Everyone come-on and get your interest registered now. Your Club need you ;D


----------



## b3ves

> Fantastic idea guys and it was our first thought, honestly. Lets just forget it for an idea though.... won't can't explain the reasons though. Sorry. We need to move on build this club to be the club we've ALL always wanted.
> 
> Everyone come-on and get your interest registered now. Your Club need you ;D


Having to start again doesn't suggest you are being given much support in the 'handover'.

Remind me what I paid a subscription for this year ???


----------



## Dubcat

NuTTs - thanks for taking the initiative.

I have sent the email with all my details. You guys are doing a great job - don't stop!

phoTToniq.


----------



## paulb

Rob

Unfortunately, we have to look to the future and not the past. It is not ideal but we need support from the membership to drive forward a new club.

Paul


----------



## jampott

From the sound of that, Russell has either "lost" the current membership details or is not willing to participate in handing them over.

Either way, thats a pretty lousy situation. How do you intend to reach the hundreds of owners who received the paper subscription, but don't have the time or inclination to access this forum on the web? It'd be great to mailshot them, give them the ability to pay online for a new subscription, and invite them back into the fold.

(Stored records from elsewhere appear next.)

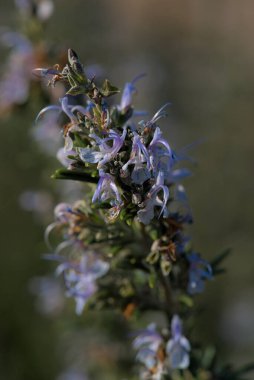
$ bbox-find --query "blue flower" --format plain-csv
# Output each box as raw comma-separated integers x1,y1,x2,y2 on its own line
166,315,191,369
122,132,150,185
56,255,109,315
92,170,122,206
79,128,126,169
138,171,169,224
148,127,173,178
133,323,163,370
187,252,213,294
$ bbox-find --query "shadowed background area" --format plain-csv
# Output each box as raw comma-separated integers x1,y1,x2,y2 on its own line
0,0,254,380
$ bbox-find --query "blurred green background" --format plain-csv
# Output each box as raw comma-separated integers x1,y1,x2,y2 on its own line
0,0,254,380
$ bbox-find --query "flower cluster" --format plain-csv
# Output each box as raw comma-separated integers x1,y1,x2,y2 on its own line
32,49,253,380
133,314,190,380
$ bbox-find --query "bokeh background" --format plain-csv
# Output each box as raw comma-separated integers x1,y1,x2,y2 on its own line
0,0,254,380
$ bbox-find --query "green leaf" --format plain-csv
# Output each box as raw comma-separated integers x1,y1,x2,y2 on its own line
100,79,120,97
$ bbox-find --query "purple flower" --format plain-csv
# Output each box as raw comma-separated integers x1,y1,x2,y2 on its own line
56,254,109,315
133,323,163,370
148,127,173,178
187,252,213,294
166,315,191,369
92,170,122,206
79,128,126,169
122,132,150,185
138,171,169,224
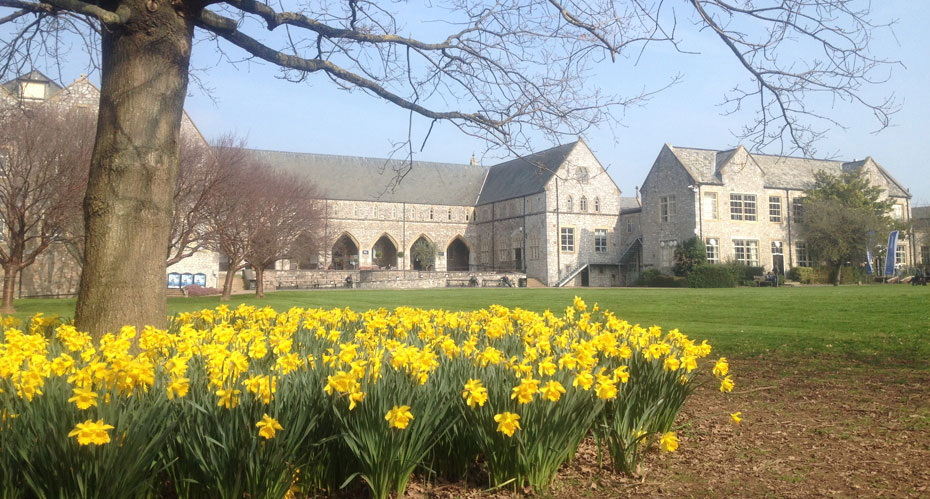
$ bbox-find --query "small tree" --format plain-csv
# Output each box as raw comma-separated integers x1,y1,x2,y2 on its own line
243,172,320,298
0,106,94,313
410,239,436,270
799,168,895,285
672,237,707,277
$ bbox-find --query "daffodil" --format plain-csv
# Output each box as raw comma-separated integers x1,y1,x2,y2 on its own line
255,414,284,440
384,405,413,430
68,419,113,445
659,431,678,452
68,387,97,410
494,412,520,437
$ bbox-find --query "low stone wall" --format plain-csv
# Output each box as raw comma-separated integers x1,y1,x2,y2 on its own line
265,270,526,291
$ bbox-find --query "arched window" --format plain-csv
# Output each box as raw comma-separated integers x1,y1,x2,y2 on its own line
575,168,588,184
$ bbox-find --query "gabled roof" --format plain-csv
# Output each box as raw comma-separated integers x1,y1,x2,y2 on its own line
478,141,578,205
911,206,930,220
251,150,488,206
3,69,61,98
668,146,910,197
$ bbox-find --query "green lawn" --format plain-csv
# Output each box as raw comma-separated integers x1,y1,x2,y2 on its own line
5,285,930,368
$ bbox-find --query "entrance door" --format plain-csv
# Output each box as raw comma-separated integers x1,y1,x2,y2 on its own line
772,241,785,274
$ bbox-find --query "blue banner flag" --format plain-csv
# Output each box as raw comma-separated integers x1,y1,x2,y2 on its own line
885,230,898,275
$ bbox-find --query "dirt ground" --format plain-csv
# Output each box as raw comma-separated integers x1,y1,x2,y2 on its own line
408,359,930,499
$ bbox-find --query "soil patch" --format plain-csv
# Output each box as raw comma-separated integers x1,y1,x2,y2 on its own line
408,359,930,498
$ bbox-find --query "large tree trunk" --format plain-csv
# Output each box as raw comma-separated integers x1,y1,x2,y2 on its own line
220,260,239,301
253,265,265,298
75,0,196,336
0,263,18,314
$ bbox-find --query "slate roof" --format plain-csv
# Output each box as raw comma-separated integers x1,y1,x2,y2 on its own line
620,196,643,213
668,145,910,197
3,69,61,98
478,141,578,205
251,149,488,206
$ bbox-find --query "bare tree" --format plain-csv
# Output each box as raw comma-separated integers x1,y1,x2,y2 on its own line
204,135,250,301
165,131,228,266
0,0,893,333
0,106,93,313
245,167,320,298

I can't believe Russell would obstruct this deliberately (not if he wants us to carry on buying things from Forge at any rate!) so one assumes that, like the server itself losing all the posts a while ago, somehow the membership database has gone for a Burton as well?


----------



## nutts

Agreed. It isn't the best situation we find ourselves in, but we will not be receiving the existing membership database and that's a fact. It won't help to discuss it, so we should move on and look forward. Lets get those membership enquiries sent to Paul and see whether we actually have enough interest to keep the club going....afterall we will have our badges soon ;D

On the subject of those members who don't use this forum and how to mailshot them..... Russel did add to his last newsletter that a committee was being formed for the new TTOC, I wonder whether he could add something about an email address for those non-forum based members to register their interest........


----------



## jampott

> It won't help to discuss it


Maybe not, but if it is down to the actions of any individual(s) then surely offering them either an honorary position on the committee or any other such title bestowed on them suddenly becomes a slightly less viable proposition.

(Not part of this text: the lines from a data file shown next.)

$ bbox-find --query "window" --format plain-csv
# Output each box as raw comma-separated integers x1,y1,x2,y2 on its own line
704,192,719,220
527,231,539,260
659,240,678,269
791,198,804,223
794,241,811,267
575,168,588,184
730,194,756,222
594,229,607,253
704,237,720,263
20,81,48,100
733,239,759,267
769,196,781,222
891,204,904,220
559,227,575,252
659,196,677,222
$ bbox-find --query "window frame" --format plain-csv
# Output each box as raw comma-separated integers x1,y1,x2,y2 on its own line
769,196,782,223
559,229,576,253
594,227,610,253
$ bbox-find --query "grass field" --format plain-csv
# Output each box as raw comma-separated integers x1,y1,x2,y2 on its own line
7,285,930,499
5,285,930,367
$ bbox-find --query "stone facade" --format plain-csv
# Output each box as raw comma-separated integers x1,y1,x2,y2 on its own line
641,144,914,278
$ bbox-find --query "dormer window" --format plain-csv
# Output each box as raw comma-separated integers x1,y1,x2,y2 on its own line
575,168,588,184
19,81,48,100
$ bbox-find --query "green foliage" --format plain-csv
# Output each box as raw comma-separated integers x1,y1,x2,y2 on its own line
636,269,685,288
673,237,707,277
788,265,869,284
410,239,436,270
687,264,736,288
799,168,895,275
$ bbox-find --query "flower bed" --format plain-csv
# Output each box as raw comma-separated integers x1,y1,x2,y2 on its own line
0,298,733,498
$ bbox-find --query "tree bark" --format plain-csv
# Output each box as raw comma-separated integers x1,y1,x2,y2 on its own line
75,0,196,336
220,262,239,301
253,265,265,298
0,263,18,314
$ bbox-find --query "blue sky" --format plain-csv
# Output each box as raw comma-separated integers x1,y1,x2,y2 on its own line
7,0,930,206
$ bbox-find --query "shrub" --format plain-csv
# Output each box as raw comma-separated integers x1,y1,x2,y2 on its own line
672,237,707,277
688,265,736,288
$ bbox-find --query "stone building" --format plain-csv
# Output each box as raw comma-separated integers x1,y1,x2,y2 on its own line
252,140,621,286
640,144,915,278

Agree you don't want to discuss it on the forum. Probably not the place for it, I'll admit...


----------



## scoTTy

> Having to start again doesn't suggest you are being given much support in the 'handover'.
> 
> Remind me what I paid a subscription for this year Â ???



Who said there was a handover? Russell did not say there would be, he simply said he was "bowing out".[/*]
Your subscription was for membership of the club that Russell ran and entitled you to the benefits this entailed including the newsletter. Russell wanted to ensure that no misses out on what he committed to, hence why he is continueing with the newsletter until all the subscriptions run out.[/*]
The database - People sent Russell their information based on knowing and trusting Russell. To be totally honest I wouldn't expect him to hand over the database to some unknown people purely because the forum has elected them. Who knows what that information could be used for? The Owners Club that we are talking about setting up is not a continuation of the old one but a newly formed one. It therefore has nothing to do with Russell or any data he may have. If we want a new OC then we need to set it up. People submitting their details now should be aware that this information will be passed around to anyone who happens to be elected on the TTOC commitee. This is very different to entrusting it to one known person.[/*]
*Summary : Russell has totally bowed out of the OC and this forum (with the exception of some Forge postings) and we need to start from scratch.
*[/*]
I hope I'm not speaking out of turn by posting this information but I think we should all understand where we stand.


----------



## nutts

I think ScoTTy is correct (thanks ScoTTy). It is now time to move on and get our new TTOC running. We've all thanked Russell for all the hardwork and initiative he has had in forming the current TTOC, but now it's OUR turn. We will survive or not on how well we do and not on whether we have a db of names and addresses. Russell on his own can do. I'm damn well sure we can as a group.


----------



## Guest

now I was going to ask.. why...???

but thanks for clarfying the data protect' points.. Mark & Scotty..


----------



## thorney

Speaking as an exisitng TTOC member I would like to be given the OPPORTUNITY to be informed of a new TTOC as the exisiting one is wound down.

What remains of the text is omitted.